Lorsque Clotilde et Martine furent seules, en face l’une de l’autre, elles se regardèrent un instant en silence. Depuis la situation nouvelle, elles avaient bien senti leur antagonisme sourd, le clair triomphe de la jeune maîtresse, l’obscure jalousie de la vieille servante, autour du maître adoré. Aujourd’hui, il semblait que ce fût cette dernière qui restât victorieuse. Mais, à cette minute dernière, leur émotion commune les rapprochait.

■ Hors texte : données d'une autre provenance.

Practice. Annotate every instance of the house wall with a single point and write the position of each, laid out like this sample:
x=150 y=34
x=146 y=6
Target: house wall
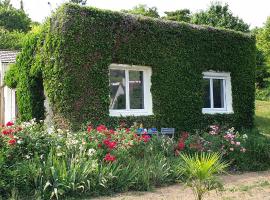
x=8 y=98
x=81 y=43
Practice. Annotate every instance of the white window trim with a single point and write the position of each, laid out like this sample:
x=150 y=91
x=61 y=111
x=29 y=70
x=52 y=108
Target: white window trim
x=148 y=106
x=225 y=76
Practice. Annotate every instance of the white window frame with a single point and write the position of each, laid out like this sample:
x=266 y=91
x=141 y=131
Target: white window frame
x=226 y=77
x=147 y=73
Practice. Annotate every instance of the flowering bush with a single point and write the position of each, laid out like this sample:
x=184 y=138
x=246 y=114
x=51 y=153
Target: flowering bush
x=50 y=163
x=216 y=139
x=45 y=163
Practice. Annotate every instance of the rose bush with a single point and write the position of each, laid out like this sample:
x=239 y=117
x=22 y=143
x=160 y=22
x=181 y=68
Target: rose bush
x=52 y=163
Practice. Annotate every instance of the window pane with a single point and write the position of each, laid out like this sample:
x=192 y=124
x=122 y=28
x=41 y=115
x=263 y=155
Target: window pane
x=136 y=90
x=117 y=87
x=207 y=98
x=218 y=93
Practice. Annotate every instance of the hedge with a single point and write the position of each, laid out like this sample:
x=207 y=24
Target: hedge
x=81 y=42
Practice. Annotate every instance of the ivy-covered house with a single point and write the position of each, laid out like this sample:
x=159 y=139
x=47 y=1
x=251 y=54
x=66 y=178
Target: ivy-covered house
x=8 y=108
x=107 y=67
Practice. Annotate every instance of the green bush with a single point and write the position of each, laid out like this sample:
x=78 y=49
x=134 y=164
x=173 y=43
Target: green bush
x=11 y=39
x=257 y=155
x=76 y=79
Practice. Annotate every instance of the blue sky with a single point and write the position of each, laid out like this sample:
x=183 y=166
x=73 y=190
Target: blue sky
x=254 y=12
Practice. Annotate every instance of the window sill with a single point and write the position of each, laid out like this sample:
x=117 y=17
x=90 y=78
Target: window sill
x=125 y=113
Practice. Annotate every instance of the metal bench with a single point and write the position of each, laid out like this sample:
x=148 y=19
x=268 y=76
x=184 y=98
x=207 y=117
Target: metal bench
x=167 y=132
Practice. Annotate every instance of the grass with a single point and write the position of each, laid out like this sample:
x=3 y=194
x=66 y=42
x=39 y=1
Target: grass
x=262 y=117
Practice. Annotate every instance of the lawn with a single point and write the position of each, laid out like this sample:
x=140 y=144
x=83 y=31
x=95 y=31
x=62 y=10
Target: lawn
x=262 y=118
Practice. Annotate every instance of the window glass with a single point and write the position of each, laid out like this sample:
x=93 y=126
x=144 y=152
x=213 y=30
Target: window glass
x=117 y=89
x=218 y=93
x=207 y=98
x=136 y=90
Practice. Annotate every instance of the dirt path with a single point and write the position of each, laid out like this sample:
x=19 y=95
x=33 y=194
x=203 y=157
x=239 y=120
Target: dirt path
x=247 y=186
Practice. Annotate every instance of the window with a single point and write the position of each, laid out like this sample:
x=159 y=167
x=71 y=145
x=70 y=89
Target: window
x=217 y=93
x=130 y=90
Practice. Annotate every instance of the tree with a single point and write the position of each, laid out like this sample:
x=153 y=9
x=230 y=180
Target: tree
x=143 y=10
x=5 y=3
x=82 y=2
x=200 y=172
x=13 y=19
x=11 y=40
x=183 y=15
x=263 y=40
x=218 y=15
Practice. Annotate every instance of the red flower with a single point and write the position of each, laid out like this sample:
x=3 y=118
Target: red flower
x=145 y=137
x=101 y=128
x=109 y=158
x=12 y=142
x=181 y=145
x=10 y=123
x=112 y=145
x=89 y=129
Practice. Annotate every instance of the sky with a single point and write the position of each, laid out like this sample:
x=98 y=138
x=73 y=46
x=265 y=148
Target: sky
x=253 y=12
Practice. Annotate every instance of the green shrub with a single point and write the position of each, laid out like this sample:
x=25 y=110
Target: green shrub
x=11 y=40
x=257 y=155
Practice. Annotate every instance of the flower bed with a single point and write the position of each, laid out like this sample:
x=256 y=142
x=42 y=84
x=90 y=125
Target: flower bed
x=100 y=160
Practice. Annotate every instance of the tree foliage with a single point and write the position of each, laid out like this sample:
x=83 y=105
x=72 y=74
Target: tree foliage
x=143 y=10
x=263 y=40
x=13 y=19
x=82 y=2
x=219 y=15
x=183 y=15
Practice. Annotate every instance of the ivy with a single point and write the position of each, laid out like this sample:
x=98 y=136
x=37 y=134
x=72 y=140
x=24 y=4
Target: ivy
x=81 y=42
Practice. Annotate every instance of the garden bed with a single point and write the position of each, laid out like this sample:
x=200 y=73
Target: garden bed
x=248 y=186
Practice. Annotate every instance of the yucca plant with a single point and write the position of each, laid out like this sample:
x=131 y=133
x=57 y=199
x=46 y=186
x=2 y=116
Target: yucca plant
x=200 y=172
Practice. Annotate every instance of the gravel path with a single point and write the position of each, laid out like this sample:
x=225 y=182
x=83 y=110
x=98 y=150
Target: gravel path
x=246 y=186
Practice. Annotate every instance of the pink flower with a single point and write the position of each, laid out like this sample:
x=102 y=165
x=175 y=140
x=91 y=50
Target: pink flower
x=10 y=123
x=215 y=129
x=109 y=158
x=185 y=135
x=89 y=129
x=7 y=131
x=112 y=145
x=12 y=142
x=109 y=144
x=101 y=128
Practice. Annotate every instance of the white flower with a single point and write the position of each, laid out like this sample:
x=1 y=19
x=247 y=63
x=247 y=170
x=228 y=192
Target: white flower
x=60 y=131
x=59 y=154
x=91 y=152
x=19 y=141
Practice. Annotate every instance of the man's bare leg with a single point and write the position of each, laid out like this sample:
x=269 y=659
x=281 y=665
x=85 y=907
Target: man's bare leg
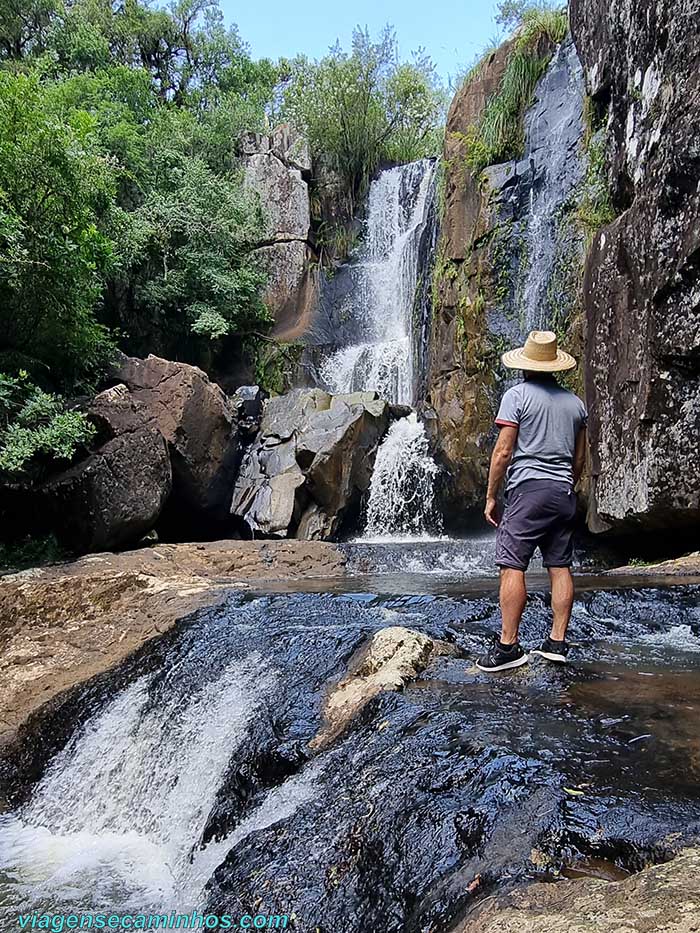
x=562 y=584
x=513 y=596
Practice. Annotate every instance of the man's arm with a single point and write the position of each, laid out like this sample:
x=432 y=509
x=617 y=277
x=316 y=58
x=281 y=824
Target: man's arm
x=500 y=458
x=579 y=455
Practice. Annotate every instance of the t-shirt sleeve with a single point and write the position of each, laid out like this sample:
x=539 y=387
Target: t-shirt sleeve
x=510 y=410
x=584 y=415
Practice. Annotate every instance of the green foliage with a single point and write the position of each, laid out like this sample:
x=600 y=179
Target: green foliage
x=276 y=366
x=36 y=428
x=188 y=260
x=363 y=107
x=54 y=185
x=498 y=135
x=122 y=208
x=595 y=208
x=30 y=552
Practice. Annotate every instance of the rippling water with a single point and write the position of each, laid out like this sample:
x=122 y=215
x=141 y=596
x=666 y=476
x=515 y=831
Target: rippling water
x=185 y=777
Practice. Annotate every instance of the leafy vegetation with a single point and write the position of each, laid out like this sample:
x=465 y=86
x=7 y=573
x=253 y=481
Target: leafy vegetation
x=36 y=427
x=498 y=135
x=364 y=107
x=595 y=208
x=123 y=215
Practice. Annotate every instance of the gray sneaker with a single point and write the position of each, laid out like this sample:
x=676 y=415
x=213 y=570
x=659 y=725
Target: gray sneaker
x=552 y=650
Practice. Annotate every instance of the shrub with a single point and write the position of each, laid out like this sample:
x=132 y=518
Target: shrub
x=498 y=135
x=36 y=428
x=363 y=107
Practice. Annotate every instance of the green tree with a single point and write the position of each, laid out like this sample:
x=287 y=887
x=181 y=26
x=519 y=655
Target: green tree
x=54 y=186
x=361 y=107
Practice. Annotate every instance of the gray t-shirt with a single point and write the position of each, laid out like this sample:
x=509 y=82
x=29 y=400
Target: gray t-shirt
x=548 y=418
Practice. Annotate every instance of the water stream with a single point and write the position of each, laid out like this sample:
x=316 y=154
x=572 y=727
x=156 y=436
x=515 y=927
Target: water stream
x=377 y=326
x=184 y=779
x=377 y=347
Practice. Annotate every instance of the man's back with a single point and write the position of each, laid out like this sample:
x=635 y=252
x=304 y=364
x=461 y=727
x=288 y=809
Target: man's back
x=548 y=418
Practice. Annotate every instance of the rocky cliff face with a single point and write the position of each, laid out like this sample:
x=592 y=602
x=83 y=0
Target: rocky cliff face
x=642 y=277
x=509 y=260
x=458 y=381
x=278 y=168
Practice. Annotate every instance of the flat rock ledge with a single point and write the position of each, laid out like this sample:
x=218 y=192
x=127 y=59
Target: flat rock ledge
x=686 y=566
x=62 y=625
x=390 y=659
x=660 y=899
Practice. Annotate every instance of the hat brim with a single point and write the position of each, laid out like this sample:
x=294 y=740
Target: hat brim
x=516 y=359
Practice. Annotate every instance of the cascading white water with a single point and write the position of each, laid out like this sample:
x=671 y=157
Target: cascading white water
x=118 y=818
x=381 y=353
x=401 y=491
x=382 y=349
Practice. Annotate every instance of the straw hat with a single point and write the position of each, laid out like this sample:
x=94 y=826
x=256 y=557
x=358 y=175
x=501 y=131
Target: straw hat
x=540 y=354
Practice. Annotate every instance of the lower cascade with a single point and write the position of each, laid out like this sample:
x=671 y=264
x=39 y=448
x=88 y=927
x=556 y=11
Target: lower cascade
x=193 y=777
x=401 y=494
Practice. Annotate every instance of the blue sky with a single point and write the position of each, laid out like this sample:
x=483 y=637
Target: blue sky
x=451 y=33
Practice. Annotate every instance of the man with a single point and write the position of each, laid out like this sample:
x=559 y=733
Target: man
x=541 y=445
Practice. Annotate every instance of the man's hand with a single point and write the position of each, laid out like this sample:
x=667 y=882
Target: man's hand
x=491 y=511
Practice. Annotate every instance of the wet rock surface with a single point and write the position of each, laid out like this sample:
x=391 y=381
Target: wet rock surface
x=62 y=625
x=509 y=260
x=434 y=799
x=642 y=273
x=392 y=658
x=661 y=898
x=310 y=463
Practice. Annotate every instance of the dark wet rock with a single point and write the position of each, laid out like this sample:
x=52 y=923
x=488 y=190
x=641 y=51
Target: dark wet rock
x=199 y=424
x=249 y=402
x=434 y=797
x=95 y=611
x=310 y=463
x=509 y=261
x=642 y=273
x=660 y=898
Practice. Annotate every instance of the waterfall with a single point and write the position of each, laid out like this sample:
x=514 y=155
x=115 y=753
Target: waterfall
x=378 y=350
x=375 y=334
x=534 y=202
x=401 y=495
x=553 y=130
x=119 y=815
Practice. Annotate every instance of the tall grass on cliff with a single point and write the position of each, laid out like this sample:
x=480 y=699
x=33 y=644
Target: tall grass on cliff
x=498 y=136
x=364 y=107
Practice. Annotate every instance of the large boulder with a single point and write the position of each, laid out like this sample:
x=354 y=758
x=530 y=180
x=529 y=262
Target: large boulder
x=277 y=167
x=642 y=278
x=310 y=463
x=283 y=193
x=388 y=661
x=199 y=424
x=114 y=496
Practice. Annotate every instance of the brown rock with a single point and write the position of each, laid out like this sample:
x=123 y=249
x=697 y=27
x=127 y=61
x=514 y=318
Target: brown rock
x=198 y=421
x=388 y=661
x=114 y=496
x=642 y=278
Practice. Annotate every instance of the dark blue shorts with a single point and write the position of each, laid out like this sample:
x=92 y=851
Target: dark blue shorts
x=538 y=513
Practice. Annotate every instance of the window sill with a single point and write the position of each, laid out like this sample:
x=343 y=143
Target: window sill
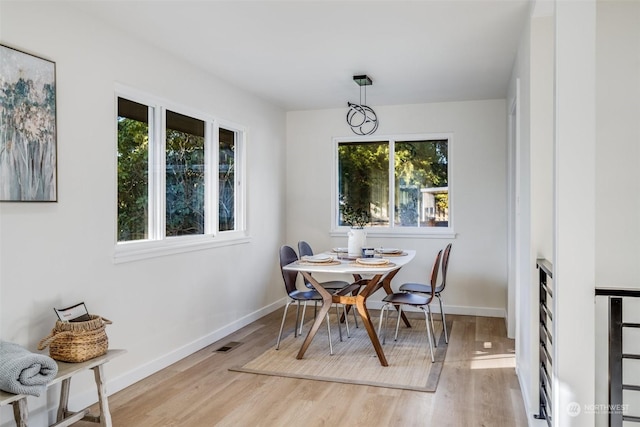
x=140 y=250
x=411 y=233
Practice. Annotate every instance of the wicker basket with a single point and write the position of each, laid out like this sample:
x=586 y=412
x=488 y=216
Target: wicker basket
x=77 y=341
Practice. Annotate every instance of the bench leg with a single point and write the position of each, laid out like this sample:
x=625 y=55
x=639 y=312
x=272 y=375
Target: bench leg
x=63 y=407
x=105 y=415
x=20 y=412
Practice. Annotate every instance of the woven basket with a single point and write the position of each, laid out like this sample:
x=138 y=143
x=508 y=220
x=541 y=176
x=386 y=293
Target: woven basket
x=77 y=341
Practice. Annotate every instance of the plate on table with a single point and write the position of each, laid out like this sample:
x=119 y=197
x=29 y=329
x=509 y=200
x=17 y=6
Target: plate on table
x=389 y=251
x=372 y=261
x=320 y=258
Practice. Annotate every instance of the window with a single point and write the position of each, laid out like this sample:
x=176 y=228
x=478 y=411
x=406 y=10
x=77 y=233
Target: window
x=402 y=183
x=167 y=191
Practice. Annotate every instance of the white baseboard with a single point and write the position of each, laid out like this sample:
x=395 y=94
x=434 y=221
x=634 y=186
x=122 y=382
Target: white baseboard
x=532 y=421
x=453 y=309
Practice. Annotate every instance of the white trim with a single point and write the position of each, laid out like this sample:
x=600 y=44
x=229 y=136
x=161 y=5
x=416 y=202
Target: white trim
x=533 y=422
x=139 y=250
x=451 y=309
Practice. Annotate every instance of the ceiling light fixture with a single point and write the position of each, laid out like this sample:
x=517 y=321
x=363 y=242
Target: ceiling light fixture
x=362 y=119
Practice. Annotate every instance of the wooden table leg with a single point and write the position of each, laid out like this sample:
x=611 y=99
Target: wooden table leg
x=373 y=336
x=327 y=301
x=105 y=415
x=21 y=412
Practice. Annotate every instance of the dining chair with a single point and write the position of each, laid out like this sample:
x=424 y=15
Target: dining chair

— Martine, il ne faudra pas le laisser se nourrir comme un pauvre. Tu me promets bien qu’il aura du vin et de la viande tous les jours ?

— N’ayez pas peur, Mademoiselle.

— Et, tu sais, les cinq mille francs qui dorment là, ils sont à lui. Vous n’allez pas, je pense, mourir de faim à côté. Je veux que tu le gâtes.

— Je vous répète que j’en fais mon affaire, mademoiselle, et que monsieur ne manquera de rien.

Il y eut un nouveau silence. Elles se regardaient toujours.

— Puis, surveille-le pour qu’il ne travaille pas trop. Je m’en vais très inquiète, sa santé est moins bonne depuis quelque temps. Soigne-le, n’est-ce pas ?

— Je le soignerai, soyez tranquille, mademoiselle.